Inutile girarci intorno: quando pensi alle scarpe da donna la prima idea è sempre quella legata alle scarpe con tacco.

Sono il simbolo stesso della femminilità e non solo: slanciano la figura, nobilitano il portamento, esaltano ciò che indossi e molto spesso diventano le protagoniste del tuo stile

Ma le varianti nelle scarpe con tacco sono tantissime, dal tacco alto a quello basso, dalla scarpa aperta a quella chiusa. Insomma, la scelta non manca, nemmeno in termini di comoditàQuesto tipo di calzature viene spesso assimilato a una situazione scomoda o precaria, ma non è sempre così: basta scegliere la scarpa giusta.

Cenni storici della scarpa con tacco

Sembra che la prima donna a indossare una scarpa con tacco lo abbia fatto in una situazione molto diversa da quella che immaginiamo: nessuna occasione mondana o altro, bensì… il combattimento!

In guerra infatti utilizzare una scarpa con tacco permise alle combattenti di dare maggiore stabilità alla staffa, e quindi migliore possibilità di movimento.

Non solo: inizialmente questo tipo di complemento non era certo riservato alle donne, anzi! 

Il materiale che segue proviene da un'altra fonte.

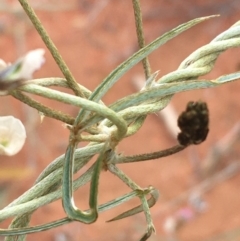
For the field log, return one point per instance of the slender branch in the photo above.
(140, 35)
(52, 48)
(148, 156)
(58, 115)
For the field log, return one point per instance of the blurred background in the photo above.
(199, 187)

Furono gli uomini (i re e gli imperatori soprattutto) i primi a indossarle, in quanto indice di regalità e classe superiore. Chi poteva mettere scarpe col tacco, infatti, era colui o colei che non aveva necessità di lavorare. Nei secoli successivi le scarpe con tacco si diffusero maggiormente tra le donne a scopo puramente ornamentale. Il primo utilizzo in questo senso si rileva in Italia, e subito dopo in Francia.  L’abbinamento con vestiti eleganti tipicamente lunghi fu spontaneo per due motivi: la resa estetica e, ancor di più, la necessità di indossare scarpe che permettessero di non rovinare la base del vestito o della gonna.

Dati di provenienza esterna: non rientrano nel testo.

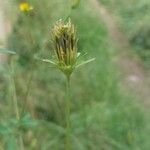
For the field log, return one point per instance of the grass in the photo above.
(102, 115)
(133, 18)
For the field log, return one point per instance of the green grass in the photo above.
(103, 116)
(133, 17)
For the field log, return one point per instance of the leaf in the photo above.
(49, 61)
(4, 130)
(6, 51)
(85, 62)
(27, 122)
(75, 4)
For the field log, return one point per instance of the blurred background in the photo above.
(110, 97)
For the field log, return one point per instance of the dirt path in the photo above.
(133, 74)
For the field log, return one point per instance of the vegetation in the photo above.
(103, 116)
(134, 16)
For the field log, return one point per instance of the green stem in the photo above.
(15, 103)
(68, 121)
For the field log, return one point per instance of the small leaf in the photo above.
(49, 61)
(6, 51)
(85, 62)
(75, 4)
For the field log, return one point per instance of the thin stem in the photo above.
(27, 94)
(15, 103)
(68, 121)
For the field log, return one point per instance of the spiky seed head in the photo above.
(65, 45)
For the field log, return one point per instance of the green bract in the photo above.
(64, 41)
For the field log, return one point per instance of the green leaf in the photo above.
(75, 4)
(6, 51)
(27, 122)
(49, 61)
(84, 62)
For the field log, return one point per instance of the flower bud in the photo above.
(65, 45)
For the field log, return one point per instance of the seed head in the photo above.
(65, 45)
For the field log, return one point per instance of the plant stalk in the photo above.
(15, 103)
(68, 121)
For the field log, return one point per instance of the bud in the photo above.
(65, 45)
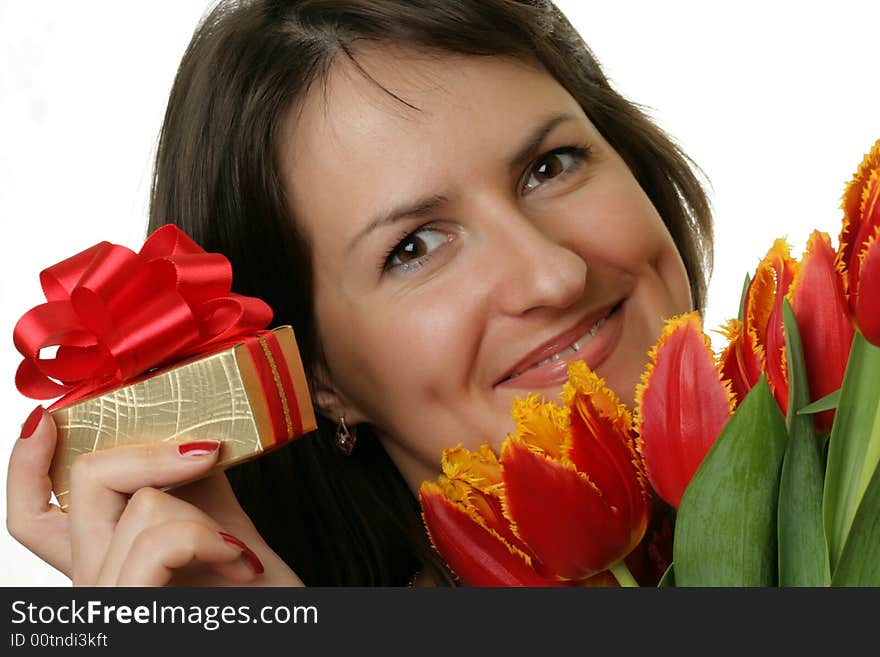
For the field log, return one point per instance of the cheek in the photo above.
(625, 231)
(388, 354)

Tacco alto, basso, largo o stretto?

La dimensione e la forma dell’elemento principale in una scarpa col tacco non è qualcosa di poco conto. Non è facile infatti orientarsi nella scelta in questo senso. Partiamo dalle basi: una scarpa col tacco perfetta deve avere un’altezza proporzionata a quella di chi la indossa, altrimenti si vanifica l’effetto estetico.

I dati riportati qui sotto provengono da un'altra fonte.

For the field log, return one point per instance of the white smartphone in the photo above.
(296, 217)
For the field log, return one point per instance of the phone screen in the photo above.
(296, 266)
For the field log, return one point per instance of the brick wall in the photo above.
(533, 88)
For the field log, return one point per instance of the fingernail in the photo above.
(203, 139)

È una convinzione errata pensare che meno si è alte e più il tacco debba essere importante. Da quel punto di vista ha maggior rilievo la scelta della forma: non troppo fino se non si è esili, non troppo larghi se al contrario si è longilinei e si indossano vestiti che esaltano questo aspetto della propria figura.

Chiuse o décolleté, scarpe col tacco per tutti i gusti

Non dimentichiamo che le scarpe col tacco non seguono la stagionalità, ma la loro versione si. Mentre il tacco è adatto per estate e inverno, dal punto di vista delle temperature distinguiamo le scarpe aperte (décolleté) con o senza calza da quelle chiuse. Molto di moda, in quest’ultima versione, sono le scarpe con tacco che fasciano le caviglie e alla punta possono avere o meno una piccola apertura. Si tratta di varianti estremamente versatili e adattabili alle diverse occasioni.

Resta inteso che il classico décolleté è l’ever-green intramontabile che, con la scelta dei colori e gli abbinamenti giusti, è il vero riferimento dell’eleganza femminile.